A final thought, don't be hasty. 
If you have to move quickly then get here and rent. 
That will give you breathing space to explore and research. The process of buying and selling here is expensive and not something to be repeated if you can avoid it. Likewise finding later that the area you have settled in is not for you.


----------



## santa002 (May 23, 2009)

Thanks for that, yes it makes sense, my next job to look at the process of buying.....


----------



## ccm47 (Oct 15, 2013)

I'd echo the others who say "rent first". 
Barking dogs are just a feature of life in Spain, as is seeing them chained up. They may not be in the neighbourhood when you check out a property, but regrettably there's no guarantee they won't arrive.at some time in the future.

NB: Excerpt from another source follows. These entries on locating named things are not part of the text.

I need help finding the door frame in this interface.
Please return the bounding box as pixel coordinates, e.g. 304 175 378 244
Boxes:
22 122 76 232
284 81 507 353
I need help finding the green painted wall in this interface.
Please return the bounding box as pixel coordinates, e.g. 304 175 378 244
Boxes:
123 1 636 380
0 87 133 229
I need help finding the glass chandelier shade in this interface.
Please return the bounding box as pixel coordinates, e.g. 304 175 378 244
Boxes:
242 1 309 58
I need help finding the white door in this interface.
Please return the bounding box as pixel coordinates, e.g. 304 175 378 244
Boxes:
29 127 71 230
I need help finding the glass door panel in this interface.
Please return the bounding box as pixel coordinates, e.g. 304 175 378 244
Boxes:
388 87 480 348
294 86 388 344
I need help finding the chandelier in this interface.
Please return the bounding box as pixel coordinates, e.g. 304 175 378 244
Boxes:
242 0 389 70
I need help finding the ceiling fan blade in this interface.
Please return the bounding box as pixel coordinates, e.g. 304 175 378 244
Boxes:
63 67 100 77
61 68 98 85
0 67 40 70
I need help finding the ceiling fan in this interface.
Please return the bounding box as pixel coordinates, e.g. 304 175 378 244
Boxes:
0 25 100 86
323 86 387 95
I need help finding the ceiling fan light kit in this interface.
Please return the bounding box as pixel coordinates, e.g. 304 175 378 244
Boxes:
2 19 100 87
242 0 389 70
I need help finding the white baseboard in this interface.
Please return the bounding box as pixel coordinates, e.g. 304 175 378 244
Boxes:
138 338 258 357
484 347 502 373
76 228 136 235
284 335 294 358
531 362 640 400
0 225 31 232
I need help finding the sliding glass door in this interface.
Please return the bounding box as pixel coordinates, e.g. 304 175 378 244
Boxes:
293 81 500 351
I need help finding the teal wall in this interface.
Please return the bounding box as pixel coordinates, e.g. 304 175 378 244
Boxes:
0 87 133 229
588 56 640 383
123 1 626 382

Now may be a good time to look for "resident expats" if they are important to you as many will have returned to the UK. Those who are currently here now should remain for a while but there does seem to be a churn as circumstances change. Only a few of the European friends I made shortly after we arrived 10 years ago were still around 5 years later.


----------



## kalohi (May 6, 2012)

Ditto to the previous comment about dogs. It seems that just about every piece of property here has a dog on it - some chained and some fenced in. That's life in Spain.


----------



## santa002 (May 23, 2009)

Thank you to all who have commented... That is a bit of a shock to me that dogs can be an issue there, here in Cyprus we are surrounded day and night.... We don't have a problem with the odd but of barking but it can go on for hours here... 
I would welcome any contact from people around Altea, Denia, Gandia... This is a region we have focused on.... Literally any info would be welcome .....


----------



## santa002 (May 23, 2009)

kalohi said:


> Ditto to the previous comment about dogs. It seems that just about every piece of property here has a dog on it - some chained and some fenced in. That's life in Spain.


Which region/area are you


----------



## Relyat (Sep 29, 2013)

I am near Denia, what else can I tell you?


----------



## Bigbroondug (10 mo ago)

Could I ask if there is a particular part of Gandia with a larger expat community? Thanks in advance


----------



## Relyat (Sep 29, 2013)

I can't help with that. 
I would suggest a look at Facebook for more directed enquiries. I am aware that there is the Gandia Grapevine group, of course there may be others.


----------